Un elemento fondamentale per la sicurezza degli utenti riguarda il sistema di gestione dei server. Preferite provider che usino server esclusivamente su RAM: ogni riavvio cancella automaticamente tutti i dati, rendendo impossibile qualsiasi forma di conservazione involontaria dei log.
Per valutare l’affidabilità di una VPN vanno poi effettuati due passaggi importantissimi: leggere con attenzione i termini e le condizioni del servizio e verificare le politiche di rimborso e cancellazione. Seguire queste regole è fondamentale per chi vuole affidarsi a un provider che tenga davvero al riparo i propri dati da qualsiasi tentativo di frode.
Parliamo di operazioni online che riguardano dati personali e che, come per altri servizi digitali, richiedono il massimo della protezione possibile. Un’ulteriore garanzia di trasparenza è la pubblicazione regolare di un Transparency Report con le richieste ricevute dalle autorità.
Conclusione
Al termine della nostra guida sulle migliori VPN, vogliamo ancora una volta sottolineare che scegliere un provider affidabile richiede la massima attenzione e consapevolezza. Prima di abbonarsi a qualsiasi servizio, è bene effettuare un’analisi approfondita delle proprie esigenze e informarsi sui servizi del provider.
Rispetto delle normative legali, protezione dei dati, velocità di connessione e funzionalità avanzate sono elementi da tenere in considerazione per evitare di affidarsi a servizi che potrebbero violare la privacy.
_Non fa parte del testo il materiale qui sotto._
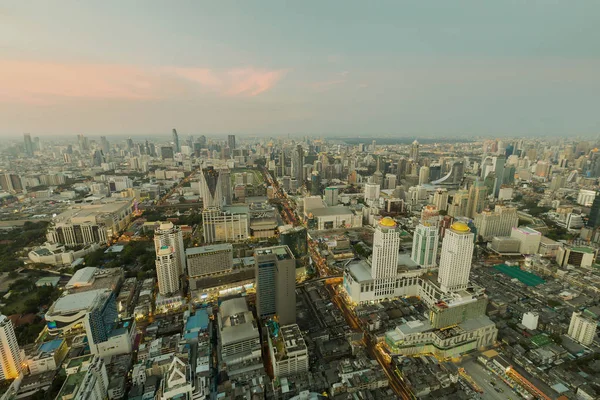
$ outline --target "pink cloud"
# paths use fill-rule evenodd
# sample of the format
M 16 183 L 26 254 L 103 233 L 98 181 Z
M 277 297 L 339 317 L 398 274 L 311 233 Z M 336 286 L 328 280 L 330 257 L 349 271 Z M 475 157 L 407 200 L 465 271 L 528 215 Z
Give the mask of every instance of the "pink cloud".
M 0 61 L 0 102 L 52 103 L 59 98 L 156 100 L 194 90 L 217 96 L 256 96 L 285 70 L 211 69 Z

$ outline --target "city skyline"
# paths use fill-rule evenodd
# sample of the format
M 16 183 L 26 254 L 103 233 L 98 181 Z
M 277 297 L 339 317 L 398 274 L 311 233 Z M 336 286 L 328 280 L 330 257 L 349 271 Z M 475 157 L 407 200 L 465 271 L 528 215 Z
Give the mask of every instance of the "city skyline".
M 178 5 L 4 5 L 0 138 L 598 135 L 594 2 Z

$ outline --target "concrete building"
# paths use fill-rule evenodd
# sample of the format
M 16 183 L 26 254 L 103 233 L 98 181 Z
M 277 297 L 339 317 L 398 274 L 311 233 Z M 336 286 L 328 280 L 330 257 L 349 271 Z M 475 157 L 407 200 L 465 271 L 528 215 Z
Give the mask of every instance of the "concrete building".
M 242 297 L 225 300 L 217 314 L 219 370 L 226 371 L 229 378 L 252 379 L 264 367 L 258 324 Z
M 281 325 L 296 322 L 296 260 L 287 246 L 254 253 L 256 310 L 260 318 L 277 315 Z
M 325 204 L 328 207 L 333 207 L 338 204 L 338 193 L 339 189 L 336 187 L 326 187 L 325 188 Z
M 539 319 L 540 315 L 537 312 L 528 311 L 523 314 L 521 324 L 523 324 L 525 328 L 533 331 L 537 329 Z
M 433 205 L 437 207 L 440 211 L 448 210 L 448 190 L 443 188 L 438 188 L 433 193 Z
M 475 215 L 477 234 L 483 240 L 494 236 L 510 236 L 512 228 L 519 225 L 519 216 L 514 207 L 496 206 L 494 211 L 483 211 Z
M 577 195 L 577 204 L 580 206 L 591 207 L 595 198 L 596 191 L 579 189 L 579 194 Z
M 158 292 L 162 296 L 170 296 L 180 289 L 177 253 L 169 246 L 162 246 L 156 253 L 156 277 Z
M 380 196 L 380 186 L 376 183 L 365 183 L 365 202 L 376 201 Z
M 170 247 L 175 254 L 175 264 L 178 275 L 185 273 L 185 248 L 183 246 L 183 232 L 172 222 L 162 222 L 154 231 L 154 251 L 158 255 L 163 247 Z
M 0 380 L 17 378 L 21 374 L 21 361 L 12 322 L 0 314 Z
M 435 267 L 438 244 L 437 225 L 419 224 L 413 235 L 411 259 L 424 268 Z
M 185 256 L 190 278 L 226 274 L 233 268 L 230 243 L 191 247 L 185 250 Z
M 597 326 L 598 323 L 593 319 L 583 315 L 581 312 L 574 312 L 571 316 L 567 335 L 582 345 L 589 346 L 596 338 Z
M 52 218 L 46 238 L 49 243 L 66 246 L 107 243 L 127 227 L 132 212 L 133 200 L 73 206 Z
M 469 283 L 474 234 L 467 224 L 453 223 L 442 242 L 438 282 L 444 292 L 464 290 Z
M 540 232 L 526 226 L 512 228 L 510 237 L 521 241 L 521 246 L 519 247 L 521 254 L 537 254 L 542 240 Z
M 202 227 L 206 243 L 239 242 L 250 236 L 247 209 L 227 207 L 202 211 Z
M 268 342 L 276 378 L 308 372 L 308 347 L 298 325 L 271 325 Z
Le VPN che abbiamo consigliato in questa guida sono a nostro avviso le migliori in quanto, oltre a garantire un’elevata qualità tecnica, hanno dimostrato il proprio valore attraverso audit indipendenti.
FAQ sulle migliori VPN
Qui di seguito trovate le domande più frequenti sulle VPN, con le relative risposte. Non esitate a contattarci, se qualcosa non dovesse esservi chiara.
Quali sono le migliori VPN per l'Italia?
Nella nostra classifica delle migliori VPN, ai primi posti trovate IPVanish, PureVPN, NordVPN, ExpressVPN e Surfshark, i provider che a seguito dei nostri test si sono rivelati i più affidabili e completi per l'Italia. Li abbiamo confrontati su velocità, sicurezza e costi mensili.
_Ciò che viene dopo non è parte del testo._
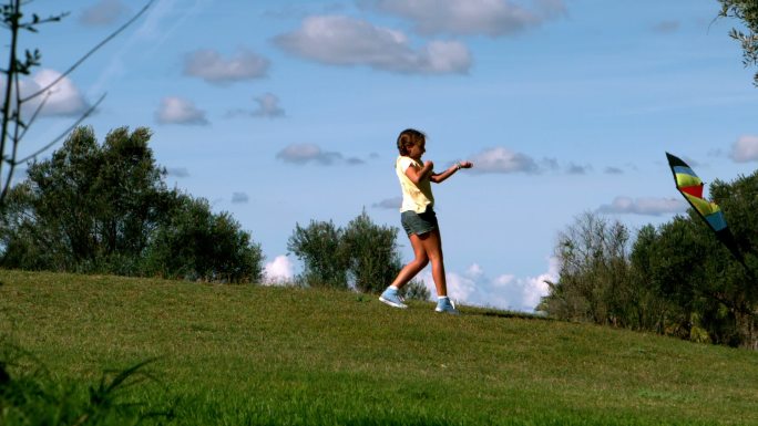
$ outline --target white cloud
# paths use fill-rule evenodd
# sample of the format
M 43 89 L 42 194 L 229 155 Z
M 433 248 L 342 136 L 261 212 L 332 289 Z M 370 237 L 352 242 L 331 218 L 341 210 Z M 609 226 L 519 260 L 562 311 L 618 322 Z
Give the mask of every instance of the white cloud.
M 729 157 L 737 163 L 758 162 L 758 136 L 746 135 L 737 139 Z
M 30 96 L 39 92 L 60 76 L 61 73 L 58 71 L 41 69 L 31 79 L 21 81 L 21 97 Z M 6 79 L 0 79 L 0 86 L 3 89 L 3 94 L 6 87 L 4 82 Z M 23 104 L 21 111 L 23 117 L 29 118 L 43 100 L 44 106 L 40 111 L 40 116 L 79 116 L 90 107 L 90 104 L 84 100 L 84 96 L 71 79 L 63 77 L 45 93 L 42 93 Z
M 276 158 L 293 164 L 318 163 L 330 166 L 342 159 L 342 155 L 334 152 L 324 152 L 315 144 L 293 144 L 276 154 Z
M 411 20 L 421 34 L 509 35 L 565 12 L 561 0 L 536 1 L 533 11 L 508 0 L 365 0 L 362 4 Z
M 245 193 L 234 193 L 232 194 L 233 204 L 246 204 L 249 201 L 249 197 Z
M 264 267 L 264 283 L 277 284 L 290 282 L 295 277 L 295 266 L 286 256 L 277 256 Z
M 84 9 L 79 21 L 85 25 L 107 25 L 129 12 L 129 8 L 120 0 L 102 0 Z
M 471 162 L 474 173 L 537 173 L 540 169 L 530 156 L 504 147 L 485 149 L 474 155 Z
M 610 205 L 602 205 L 597 211 L 604 214 L 660 216 L 684 212 L 687 210 L 687 206 L 686 201 L 677 198 L 641 197 L 632 199 L 629 197 L 616 197 Z
M 566 168 L 566 173 L 570 175 L 585 175 L 590 170 L 592 170 L 592 166 L 586 164 L 582 166 L 575 163 L 568 163 Z
M 268 66 L 267 59 L 247 50 L 226 60 L 213 49 L 202 49 L 186 55 L 184 74 L 201 77 L 208 83 L 231 83 L 264 77 Z
M 178 96 L 164 97 L 155 116 L 161 124 L 208 124 L 204 111 L 198 110 L 192 101 Z
M 277 45 L 329 65 L 366 65 L 399 73 L 467 73 L 471 54 L 457 41 L 431 41 L 414 50 L 400 31 L 348 17 L 309 17 L 297 31 L 279 35 Z
M 265 93 L 263 96 L 256 97 L 258 110 L 253 112 L 253 115 L 259 117 L 281 117 L 285 115 L 284 110 L 279 106 L 279 98 L 270 93 Z
M 186 167 L 168 167 L 166 174 L 174 177 L 190 177 L 190 170 Z
M 526 278 L 504 273 L 492 279 L 479 264 L 473 263 L 464 273 L 445 274 L 448 295 L 453 301 L 468 305 L 533 312 L 540 300 L 547 295 L 549 285 L 545 281 L 556 281 L 557 272 L 556 258 L 549 259 L 547 271 Z M 432 300 L 436 300 L 437 291 L 431 273 L 426 272 L 420 278 L 432 294 Z

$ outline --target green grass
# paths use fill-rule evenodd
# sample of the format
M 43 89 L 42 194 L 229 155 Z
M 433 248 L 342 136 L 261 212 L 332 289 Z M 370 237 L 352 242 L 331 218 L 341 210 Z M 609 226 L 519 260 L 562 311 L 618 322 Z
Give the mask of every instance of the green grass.
M 758 425 L 758 353 L 351 292 L 0 271 L 0 332 L 186 425 Z M 165 419 L 164 419 L 165 420 Z M 151 420 L 148 420 L 150 423 Z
Usare una VPN è legale in Italia?
Sì, usare una VPN è perfettamente legale in tutta l'Unione Europea. Il servizio diventa problematico solo se impiegato per compiere attività vietate dalla legge: la responsabilità resta sempre di chi lo utilizza.
Una VPN rallenta la connessione internet?
Un leggero calo c'è sempre, ma con una VPN di qualità resta inferiore al 10-15% sui server vicini geograficamente. Sono le VPN gratuite o di bassa qualità a rallentare sensibilmente la navigazione, per via di server spesso sovraccarichi e protocolli talvolta datati.
Le VPN funzionano per sbloccare Netflix?
Sì, se usate la VPN per accedere agli abbonamenti a cui siete regolarmente iscritti, ad esempio Netflix o BBC iPlayer, mentre vi trovate all'estero. Tenete però presente che non sempre questi servizi superano i blocchi anti-VPN aggiornati costantemente dalle piattaforme.
La VPN protegge anche dai virus?
No, e proprio per questo conviene affiancarle altri strumenti: una VPN cifra il traffico ma non sostituisce un antivirus. I moduli che bloccano malware e tracker offerti da alcuni provider sono complementari, non sostitutivi.
Esistono VPN gratis sicure?
Poche. Molti provider offrono periodi di prova e la garanzia di rimborso, ma prima conviene sapere come riconoscere una VPN truffa: una VPN gratuita che non guadagna dagli abbonamenti potrebbe monetizzare rivendendo i dati degli utenti.